Department of Paediatric Surgery, King's College Hospital, London, UK.
Br J Surg. 2011 Sep;98(9):1319-26. doi: 10.1002/bjs.7588. Epub 2011 Jul 4.
The aetiology of choledochal malformation is not known. Babbitt's hypothesis remains a popular concept, and assumes that activated pancreatic juice refluxes through the common pancreatobiliary channel causing mural damage and subsequent biliary dilatation. This hypothesis was tested clinically by evaluating the relationship between epithelial histology, choledochal pressure and degree of pancreatic reflux.
Children with choledochal malformation (cystic, type 1c; fusiform, type 1f; both intrahepatic and extrahepatic dilatation, type 4) operated on between January 1999 and October 2009 were identified. Where practical, choledochal pressure was measured on entry to the abdominal cavity, by puncture of the common bile duct, and bile was sampled for amylase content. Archival bile duct sections were scored using a semiquantitative epithelial lining/mural score (ELMS).
A total of 90 children with choledochal malformations were operated on during the study interval. Histology was available for 73 children (median age 2·9 (interquartile range 1·3-7·9) years), 29 with type 1c, 31 with type 1f and 13 with type 4 malformations. There was a significant stepwise increase in pressure with choledochal morphology (median pressure 13, 17 and 20 mmHg for types 1f, 1c and 4 respectively; P = 0·037). There was an inverse relationship between choledochal pressure and bile amylase activity (r(s) = - 0·45, P < 0·001). High ELMS values were associated with higher choledochal pressure (P = 0·057) and low bile amylase activity (P = 0·002).
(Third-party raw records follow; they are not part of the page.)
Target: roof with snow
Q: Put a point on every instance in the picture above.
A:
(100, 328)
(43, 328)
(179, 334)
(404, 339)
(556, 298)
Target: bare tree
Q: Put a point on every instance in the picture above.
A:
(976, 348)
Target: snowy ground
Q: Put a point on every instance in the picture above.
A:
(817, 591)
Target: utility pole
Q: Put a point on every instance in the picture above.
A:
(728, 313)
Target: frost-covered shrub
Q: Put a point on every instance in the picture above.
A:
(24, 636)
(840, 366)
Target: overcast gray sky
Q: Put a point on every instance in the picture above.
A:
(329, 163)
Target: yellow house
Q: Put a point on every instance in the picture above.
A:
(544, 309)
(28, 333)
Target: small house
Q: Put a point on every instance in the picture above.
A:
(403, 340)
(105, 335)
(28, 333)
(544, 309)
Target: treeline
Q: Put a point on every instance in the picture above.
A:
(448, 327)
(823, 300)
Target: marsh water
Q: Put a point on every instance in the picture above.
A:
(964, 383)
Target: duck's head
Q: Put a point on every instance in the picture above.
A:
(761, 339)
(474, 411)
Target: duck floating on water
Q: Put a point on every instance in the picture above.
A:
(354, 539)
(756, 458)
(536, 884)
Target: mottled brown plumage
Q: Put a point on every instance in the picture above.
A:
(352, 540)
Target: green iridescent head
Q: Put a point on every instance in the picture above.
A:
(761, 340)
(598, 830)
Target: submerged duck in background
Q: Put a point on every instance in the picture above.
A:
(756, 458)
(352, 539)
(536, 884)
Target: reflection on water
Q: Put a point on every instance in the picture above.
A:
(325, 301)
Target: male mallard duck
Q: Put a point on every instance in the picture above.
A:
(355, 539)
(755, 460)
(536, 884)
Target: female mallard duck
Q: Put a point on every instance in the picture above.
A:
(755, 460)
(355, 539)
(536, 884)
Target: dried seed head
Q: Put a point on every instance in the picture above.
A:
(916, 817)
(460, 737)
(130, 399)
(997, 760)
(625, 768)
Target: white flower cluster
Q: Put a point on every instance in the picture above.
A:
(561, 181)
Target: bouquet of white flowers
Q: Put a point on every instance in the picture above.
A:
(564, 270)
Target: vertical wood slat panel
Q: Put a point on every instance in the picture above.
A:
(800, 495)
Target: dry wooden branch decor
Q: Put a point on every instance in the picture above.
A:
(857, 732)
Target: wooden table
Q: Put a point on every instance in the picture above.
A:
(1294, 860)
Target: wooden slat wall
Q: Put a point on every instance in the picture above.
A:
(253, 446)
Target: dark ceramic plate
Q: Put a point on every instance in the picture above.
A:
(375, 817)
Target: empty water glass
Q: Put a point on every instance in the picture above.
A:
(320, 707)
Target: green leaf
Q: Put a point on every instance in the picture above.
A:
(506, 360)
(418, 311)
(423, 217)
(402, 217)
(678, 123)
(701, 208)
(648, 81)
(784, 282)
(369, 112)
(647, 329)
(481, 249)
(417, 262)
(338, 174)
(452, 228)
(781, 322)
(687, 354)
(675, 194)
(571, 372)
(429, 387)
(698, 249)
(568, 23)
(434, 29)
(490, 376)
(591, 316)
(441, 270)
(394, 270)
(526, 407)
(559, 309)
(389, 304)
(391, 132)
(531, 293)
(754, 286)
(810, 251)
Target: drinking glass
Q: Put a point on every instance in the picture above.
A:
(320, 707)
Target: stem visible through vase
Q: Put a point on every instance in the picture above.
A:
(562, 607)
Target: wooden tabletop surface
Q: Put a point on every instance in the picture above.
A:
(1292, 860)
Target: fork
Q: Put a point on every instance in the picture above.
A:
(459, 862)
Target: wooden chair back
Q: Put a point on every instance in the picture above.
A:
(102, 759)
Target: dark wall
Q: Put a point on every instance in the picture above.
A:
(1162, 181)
High choledochal pressure (not bile amylase) was associated with more severe histopathological changes and choledochal morphology. These findings suggest that distal bile duct obstruction (and therefore high intraluminal pressure) contributes more to the key features of choledochal malformation than does pancreatic reflux.
胆总管畸形的病因尚不清楚。Babbitt 的假说仍然是一个流行的概念,它假设激活的胰液通过共同的胰胆管反流,导致壁损伤和随后的胆管扩张。这一假说通过评估上皮组织学、胆总管压力和胰液反流程度之间的关系在临床上进行了测试。
确定了 1999 年 1 月至 2009 年 10 月间接受手术治疗的胆总管畸形患儿(囊性,1c 型;梭形,1f 型;肝内外均扩张,4 型)。在实际可行的情况下,通过穿刺胆总管进入腹腔时测量胆总管压力,并抽取胆汁检测淀粉酶含量。使用半定量上皮衬里/壁评分(ELMS)对胆管切片进行评分。
在研究期间,共有 90 例胆总管畸形患儿接受了手术治疗。共有 73 例患儿(中位年龄 2.9 岁[四分位间距 1.3-7.9])有组织学资料,其中 29 例为 1c 型,31 例为 1f 型,13 例为 4 型畸形。胆总管形态与压力呈显著的逐步递增关系(1f、1c 和 4 型的中位压力分别为 13、17 和 20mmHg;P = 0.037)。胆总管压力与胆汁淀粉酶活性呈负相关(r(s) = -0.45,P<0.001)。高 ELMS 值与较高的胆总管压力(P = 0.057)和低胆汁淀粉酶活性(P = 0.002)相关。
高胆总管压力(而非胆汁淀粉酶)与更严重的组织病理学变化和胆总管形态相关。这些发现表明,远端胆管梗阻(因此腔内压力较高)对胆总管畸形的关键特征的贡献大于胰液反流。